Progression is swift but somewhat arcane. You have a player level, a Titan level, and levels for your weapons. It’s a lot of information to track and the game does a poor job communicating what it all means. This would be fine if there was more customisation but the game’s priorities are in the wrong places. You can unlock plenty of guns for when you are outside of your Titan but customisations for your mech largely consist of dozens of paint options and decals. You don’t get to build custom weapon load outs to personalise your play style in your Titan. You have to settle for prefab Titan variants.
In spite of these missteps, the multiplayer takes the dynamism established by the single player and add a liberal amount of chaos. You’ll swing across a building, shoot someone along the way, land on an enemy, and drop a grenade into mech. These moments are sensational and emblematic of Titanfall 2’s unique strengths.
Sticking to more traditional gameplay modes creates an incredibly approachable and engaging experience. The pace is even faster in multiplayer. Maps will fill with grunts and smaller mechs. Titans exchange fire as pilots grapple and wall run, duking it out on the edge of the battle. There’s always something happening, a new Titan to slay, or a daring trickshot to pull off. As these moments build upon each other, Titanfall 2’s multiplayer turns into a ballistic ballet full of explosions, executions, and excitement.
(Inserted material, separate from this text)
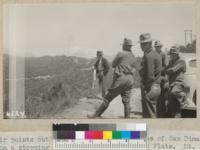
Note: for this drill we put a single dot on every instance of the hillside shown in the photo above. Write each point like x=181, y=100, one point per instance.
x=54, y=82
Titanfall 2 is one of the year’s best games and a remarkably wonderful surprise. The campaign is revelatory. It is impeccably designed. The multiplayer might not reach the same heights but it still manages to offer a highly charged experience.
Bold enthusiasm for a game often summons sceptics or contrarians. Pay them no heed. Titanfall 2 is impressive. Its influence will ripple through video games in the same way that titles like Half Life or Halo managed in their time. Beautiful and bold, Titanfall 2 is the pinnacle of first person shooters.